There is quite a debate on social media about whether the show is a metaphor for homophobia and the gay experience, and about whether Noah’s character is gay. “The Advocate,” not reticent about reading homophobia into situations, published a piece titled “Homophobia Is the Real Monster in ‘Stranger Things’”.
Noah’s Instagram post said this: “I think everyone here is missing the point….For me, Will being gay or not is besides the point. ‘Stranger Things’ is a show about a bunch of kids who are outsiders and find each other because they have been bullied in some way or are different. Does being sensitive, or a loner, or a teenager who likes photography, or a girl with red hair and big glasses, make you gay? I'm only 12 but I do know we all relate to being different….I hope the real answer never comes out!”

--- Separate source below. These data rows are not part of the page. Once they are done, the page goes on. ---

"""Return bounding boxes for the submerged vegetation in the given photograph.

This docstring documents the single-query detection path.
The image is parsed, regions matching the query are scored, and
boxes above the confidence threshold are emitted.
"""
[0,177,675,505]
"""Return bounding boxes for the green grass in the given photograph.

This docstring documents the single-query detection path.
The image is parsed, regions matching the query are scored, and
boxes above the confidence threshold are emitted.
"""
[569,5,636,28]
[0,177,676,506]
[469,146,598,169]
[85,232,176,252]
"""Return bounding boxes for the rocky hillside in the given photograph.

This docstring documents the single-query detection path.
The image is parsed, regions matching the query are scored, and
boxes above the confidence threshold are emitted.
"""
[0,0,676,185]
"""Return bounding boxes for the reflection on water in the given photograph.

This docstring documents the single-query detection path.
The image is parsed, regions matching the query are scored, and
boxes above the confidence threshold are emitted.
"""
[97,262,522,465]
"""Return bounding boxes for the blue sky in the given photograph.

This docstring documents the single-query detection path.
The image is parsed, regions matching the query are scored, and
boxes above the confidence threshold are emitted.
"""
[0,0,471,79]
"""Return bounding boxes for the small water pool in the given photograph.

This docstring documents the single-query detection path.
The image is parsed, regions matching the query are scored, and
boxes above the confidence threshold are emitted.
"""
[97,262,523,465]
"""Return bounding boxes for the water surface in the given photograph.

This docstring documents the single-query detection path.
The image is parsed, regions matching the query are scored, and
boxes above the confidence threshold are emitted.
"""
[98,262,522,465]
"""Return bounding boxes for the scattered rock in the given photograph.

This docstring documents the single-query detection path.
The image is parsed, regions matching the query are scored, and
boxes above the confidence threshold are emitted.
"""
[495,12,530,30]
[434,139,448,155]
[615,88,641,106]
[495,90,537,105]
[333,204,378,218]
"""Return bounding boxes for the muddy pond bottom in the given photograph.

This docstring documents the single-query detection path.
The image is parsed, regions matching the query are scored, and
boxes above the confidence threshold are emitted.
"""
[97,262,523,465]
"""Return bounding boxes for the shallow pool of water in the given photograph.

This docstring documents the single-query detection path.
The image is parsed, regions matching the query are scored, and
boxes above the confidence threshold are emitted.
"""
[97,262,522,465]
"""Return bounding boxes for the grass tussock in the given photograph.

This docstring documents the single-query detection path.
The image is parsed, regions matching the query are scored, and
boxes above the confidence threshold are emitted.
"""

I love those comments! They reflect the “new millennial gay outlook” as I define it on this site. Being gay isn’t the big, all-encompassing deal it used to be. Determining whether a character is gay or not isn’t so important anymore. Not long ago identifying a character or celebrity as gay was a huge development, and became the talk of the gay world. But that has to a large degree become a ho-hum situation as it relates to both characters and real life celebrities. Of course that’s not universally true as the internet debate makes clear. But the movement in that direction is inexorable.
I was most impressed by Noah’s comments about how kids (and older people as well) are bullied and marginalized for all sorts of differences from the norm. Ever since I began reading gay sites on the internet I’ve noticed a rather large segment of the gay population that sees being gay as the preeminent signifier of victimhood, especially for kids. I don’t think that’s true today, and I don’t think it’s ever been true. When I was a kid I felt like an outsider because I was a bit of a nerd, I was shy, I was skinny, my adams apple stuck out, I wore glasses, etc. I didn’t totally identify as gay until I was nineteen, but I never really felt like an outsider because of my sexuality.
I find it especially amazing and impressive that someone who just turned twelve years old is so wise about so complex an issue. I think back to where my psyche was when I was Noah’s age. I remember an incident from when I was about twelve or thirteen that starkly shows the difference between then and now when it comes to how people understand and respond to the gay issue. Our school librarian was thought to be gay, though I didn’t know that until later. One day I was at a table in the library with a friend. He passed me a note that read: “Berndt is a homo.” I lived in a small Christian town, and I did not know what the term meant, other than that it represented something to be derided. But I chuckled knowingly in reply to the note.
Today twelve year olds are posting wise Instagrams about the gay issue, and understanding it as just one of many differences that can make one feel like an outsider. It’s a new world. And I like it.